Richard Linklater’s story of a boy growing up before our eyes was filmed annually, a few weeks at a time, over a 12-year period. In our immediate gratification world, the fact that Linklater’s actors, his backers, his team were willing to commit like that — that’s special. As a creative (and risky) venture, Boyhood gets 5 stars.

But honestly, I didn’t fall for a process. I fell for a story. Here’s seven reasons why Boyhood is my pick for Oscar’s best picture (spoiler alert, will reference specific scenes):

  1. Boyhood didn’t try to push our emotional buttons. A whole host of movies do that to you; the grief and agony and joy are signaled loud and clear (cue tragic music, long tortured stares into the abyss). There was none of that in Boyhood. It was the quiet unfolding of a boy’s story to be taken as you would.

  2. Those early childhood scenes slayed me, perhaps because they were me. If you’re lucky, your first encounter with death will be coming upon the still form of a lifeless wild creature. But just because you’re strangers doesn’t make it any less momentous. Mason found a dead bird; for me it was a dead squirrel. (I still remember where we buried our squirrel, in the alley behind Sarah B’s house. We said a “Hail Mary” and were surprised at the adults’ reaction. We thought they of all people would understand the need for ritual.) And then there’s the kid who bikes after Mason’s car, when he’s moving that first time. I’ve been that kid. Linklater nailed a child’s unspoken heartache with one glance from a moving car at the figure left behind.

  3. The film reminds us how arbitrary adult decisions can seem to a child. How basic evidence goes ignored. How strange and incomprehensible we grown-ups are, sometimes. We forget that sometimes. It’s good to remember. Especially if you’re a parent, a teacher, someone who’s around kids a lot. To little ones, we’re all powerful, even if we don’t feel that way in real life.

  4. Mason’s parents were as real as it gets. Remember the conversation in the car when the kids call their dad out on his lame questions? Brilliant on all fronts (Because there’s no better way to build trust with your kid then admitting when you’re wrong). And Patricia Arquette, how tired she looked sometimes, working hard and studying for that better life. That’s a big old chunk of motherhood. She was imperfect and snappish and she loved her kids. Um, get that.

  5. There was a gun scene and it was actually kind of tender and while I really, really don’t like guns, it shone another light on a gun culture I know very little about. In the scene, Mason’s step-grandfather gives him a gun for his birthday and you can tell the older man is sharing something treasured. I didn’t identify with the scene or the hunting that followed. But the film gave me a glimpse of why some do.

  6. This film celebrates all kinds of ways to go to college.

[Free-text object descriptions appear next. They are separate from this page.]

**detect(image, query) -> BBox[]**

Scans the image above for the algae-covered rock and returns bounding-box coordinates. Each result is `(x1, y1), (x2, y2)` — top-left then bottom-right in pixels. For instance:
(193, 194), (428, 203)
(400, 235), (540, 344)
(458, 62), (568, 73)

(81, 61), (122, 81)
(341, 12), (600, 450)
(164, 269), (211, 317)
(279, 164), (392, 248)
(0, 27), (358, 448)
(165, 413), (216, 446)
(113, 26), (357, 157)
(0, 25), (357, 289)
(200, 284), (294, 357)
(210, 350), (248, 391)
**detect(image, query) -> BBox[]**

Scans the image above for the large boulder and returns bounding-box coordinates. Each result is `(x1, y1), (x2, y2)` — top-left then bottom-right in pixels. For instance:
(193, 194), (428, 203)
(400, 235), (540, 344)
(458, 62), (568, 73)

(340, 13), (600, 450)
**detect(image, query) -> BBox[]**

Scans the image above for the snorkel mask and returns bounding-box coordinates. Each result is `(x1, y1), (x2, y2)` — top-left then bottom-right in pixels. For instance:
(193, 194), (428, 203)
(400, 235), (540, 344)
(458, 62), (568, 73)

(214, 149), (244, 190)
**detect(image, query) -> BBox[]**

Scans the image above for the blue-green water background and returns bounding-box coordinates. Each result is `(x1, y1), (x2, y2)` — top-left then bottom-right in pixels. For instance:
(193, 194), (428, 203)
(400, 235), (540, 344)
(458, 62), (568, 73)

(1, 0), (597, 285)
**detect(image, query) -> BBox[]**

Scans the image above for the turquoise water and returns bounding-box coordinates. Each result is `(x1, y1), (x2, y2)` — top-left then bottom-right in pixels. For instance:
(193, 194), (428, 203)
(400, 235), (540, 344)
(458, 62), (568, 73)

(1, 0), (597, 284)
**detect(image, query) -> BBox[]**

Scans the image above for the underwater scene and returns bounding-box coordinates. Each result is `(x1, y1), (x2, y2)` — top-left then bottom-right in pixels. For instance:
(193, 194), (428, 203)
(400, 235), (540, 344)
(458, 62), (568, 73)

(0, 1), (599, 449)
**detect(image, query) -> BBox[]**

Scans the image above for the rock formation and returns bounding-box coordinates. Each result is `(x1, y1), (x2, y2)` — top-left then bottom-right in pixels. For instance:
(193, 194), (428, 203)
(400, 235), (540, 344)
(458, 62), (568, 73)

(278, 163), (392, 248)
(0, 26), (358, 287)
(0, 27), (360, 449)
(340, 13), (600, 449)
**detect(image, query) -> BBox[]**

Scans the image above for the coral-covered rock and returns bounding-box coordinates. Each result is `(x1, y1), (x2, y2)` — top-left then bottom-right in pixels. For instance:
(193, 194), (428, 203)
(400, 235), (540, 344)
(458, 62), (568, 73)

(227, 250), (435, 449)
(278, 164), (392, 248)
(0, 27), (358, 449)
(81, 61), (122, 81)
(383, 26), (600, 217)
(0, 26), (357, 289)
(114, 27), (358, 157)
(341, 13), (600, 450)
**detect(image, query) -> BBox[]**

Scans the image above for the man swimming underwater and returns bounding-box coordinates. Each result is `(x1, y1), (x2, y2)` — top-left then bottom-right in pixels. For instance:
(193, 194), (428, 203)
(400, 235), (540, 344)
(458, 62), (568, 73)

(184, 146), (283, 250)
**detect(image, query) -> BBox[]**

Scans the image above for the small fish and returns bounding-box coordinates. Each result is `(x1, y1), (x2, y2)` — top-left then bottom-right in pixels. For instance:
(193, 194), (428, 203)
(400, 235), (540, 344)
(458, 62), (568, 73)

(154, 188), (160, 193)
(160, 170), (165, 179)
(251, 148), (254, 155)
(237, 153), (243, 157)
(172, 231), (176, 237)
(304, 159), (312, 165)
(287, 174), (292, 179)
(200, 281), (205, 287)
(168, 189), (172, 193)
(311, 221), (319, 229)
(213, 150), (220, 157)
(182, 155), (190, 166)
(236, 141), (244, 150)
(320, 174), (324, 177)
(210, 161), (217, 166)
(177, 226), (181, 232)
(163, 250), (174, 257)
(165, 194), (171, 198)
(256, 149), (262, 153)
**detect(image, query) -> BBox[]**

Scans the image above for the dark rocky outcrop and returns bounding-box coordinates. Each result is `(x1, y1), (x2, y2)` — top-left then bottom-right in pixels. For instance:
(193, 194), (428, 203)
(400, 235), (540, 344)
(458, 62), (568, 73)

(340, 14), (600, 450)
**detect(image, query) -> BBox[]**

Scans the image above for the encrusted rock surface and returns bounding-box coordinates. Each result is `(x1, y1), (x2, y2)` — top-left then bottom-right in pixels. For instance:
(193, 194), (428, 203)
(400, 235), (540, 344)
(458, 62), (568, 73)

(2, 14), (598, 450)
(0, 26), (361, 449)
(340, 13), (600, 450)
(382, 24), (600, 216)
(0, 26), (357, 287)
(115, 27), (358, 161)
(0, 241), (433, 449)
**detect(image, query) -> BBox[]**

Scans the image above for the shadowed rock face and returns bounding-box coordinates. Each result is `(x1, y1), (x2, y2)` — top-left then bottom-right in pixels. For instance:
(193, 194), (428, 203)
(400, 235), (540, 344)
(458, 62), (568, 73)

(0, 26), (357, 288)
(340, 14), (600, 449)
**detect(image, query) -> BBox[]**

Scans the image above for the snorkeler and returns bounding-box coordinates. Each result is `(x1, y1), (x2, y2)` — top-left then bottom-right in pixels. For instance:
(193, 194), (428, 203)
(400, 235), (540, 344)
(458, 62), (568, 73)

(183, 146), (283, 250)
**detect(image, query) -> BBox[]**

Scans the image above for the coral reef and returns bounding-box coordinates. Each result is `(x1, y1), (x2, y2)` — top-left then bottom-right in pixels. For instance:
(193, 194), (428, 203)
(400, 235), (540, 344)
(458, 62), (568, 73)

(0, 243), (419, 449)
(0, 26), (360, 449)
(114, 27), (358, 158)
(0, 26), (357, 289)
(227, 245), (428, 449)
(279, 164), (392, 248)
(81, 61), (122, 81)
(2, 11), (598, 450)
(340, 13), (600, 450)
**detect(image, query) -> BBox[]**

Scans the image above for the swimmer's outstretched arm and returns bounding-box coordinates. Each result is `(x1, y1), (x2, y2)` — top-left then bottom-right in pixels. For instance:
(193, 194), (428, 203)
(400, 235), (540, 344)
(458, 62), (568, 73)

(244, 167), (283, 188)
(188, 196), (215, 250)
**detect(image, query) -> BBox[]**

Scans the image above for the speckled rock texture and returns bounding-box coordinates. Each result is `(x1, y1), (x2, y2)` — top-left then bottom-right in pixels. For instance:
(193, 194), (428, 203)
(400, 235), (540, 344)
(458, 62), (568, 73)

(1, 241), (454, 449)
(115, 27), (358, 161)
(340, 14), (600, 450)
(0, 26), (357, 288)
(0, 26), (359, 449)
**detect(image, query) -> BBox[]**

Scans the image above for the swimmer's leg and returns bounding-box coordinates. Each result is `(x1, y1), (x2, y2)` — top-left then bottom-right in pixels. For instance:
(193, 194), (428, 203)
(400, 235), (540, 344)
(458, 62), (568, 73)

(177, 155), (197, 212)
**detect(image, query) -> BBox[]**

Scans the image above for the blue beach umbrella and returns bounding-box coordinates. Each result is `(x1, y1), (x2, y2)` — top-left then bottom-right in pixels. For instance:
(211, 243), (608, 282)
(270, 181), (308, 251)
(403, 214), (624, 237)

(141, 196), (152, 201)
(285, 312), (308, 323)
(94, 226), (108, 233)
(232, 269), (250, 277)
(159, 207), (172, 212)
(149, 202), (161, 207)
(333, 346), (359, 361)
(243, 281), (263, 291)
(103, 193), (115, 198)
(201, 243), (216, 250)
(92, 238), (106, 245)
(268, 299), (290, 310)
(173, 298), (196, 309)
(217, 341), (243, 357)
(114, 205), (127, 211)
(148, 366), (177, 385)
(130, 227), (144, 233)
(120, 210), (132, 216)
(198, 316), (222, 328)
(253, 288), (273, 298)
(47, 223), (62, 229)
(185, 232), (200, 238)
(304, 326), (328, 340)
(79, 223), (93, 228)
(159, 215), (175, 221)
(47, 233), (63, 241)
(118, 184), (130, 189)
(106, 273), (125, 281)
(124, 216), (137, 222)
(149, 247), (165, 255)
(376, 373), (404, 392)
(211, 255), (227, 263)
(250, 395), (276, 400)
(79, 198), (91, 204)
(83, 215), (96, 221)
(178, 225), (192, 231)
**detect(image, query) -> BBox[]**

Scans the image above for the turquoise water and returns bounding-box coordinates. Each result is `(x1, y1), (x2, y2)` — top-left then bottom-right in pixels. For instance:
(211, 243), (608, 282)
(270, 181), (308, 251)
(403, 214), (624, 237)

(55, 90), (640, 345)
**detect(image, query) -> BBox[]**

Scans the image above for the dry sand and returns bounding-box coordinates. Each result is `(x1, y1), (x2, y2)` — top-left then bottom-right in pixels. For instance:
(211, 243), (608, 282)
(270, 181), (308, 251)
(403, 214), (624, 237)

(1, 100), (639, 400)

Mason’s mother makes some seriously bad choices, but going back to school is one of her best. And later, her off-handed complement sends a laborer to his community college, and next we see him he’s in management. I wondered too, if Linklater was making a small but careful statement about when and why we go to college. Mason and his sister expect to go; we see them enjoying the social side. Mason’s mother and the laborer go because they understand it can change their lives. They know the alternative.

  7. Finally: the film itself felt as real as… well, real life. Maybe more so. Bear with me. In his book The Night of the Gun, the late, great David Carr writes about the faultiness of memory; that “it is the memory we are recalling when we speak, not the event… people can remember what they can live with more often than how they lived.” In Linklater’s film, we got to see how a boy lived. It felt as though we were there with Mason in real time: there through the ugliness of life with a controlling alcoholic, the bravado needed to survive early teen-hood, the heartache of a first breakup. It was as intimate as a film can be. Yes, I know Boyhood was fiction. But fiction must ring true for us to believe it and in Boyhood, there was not a single false moment. It was Mason’s story, unvarnished, ours for the watching.

Some people complain that nothing happened in Boyhood. You guys. A boy grew up and we got to see it. What could be more stunning than that?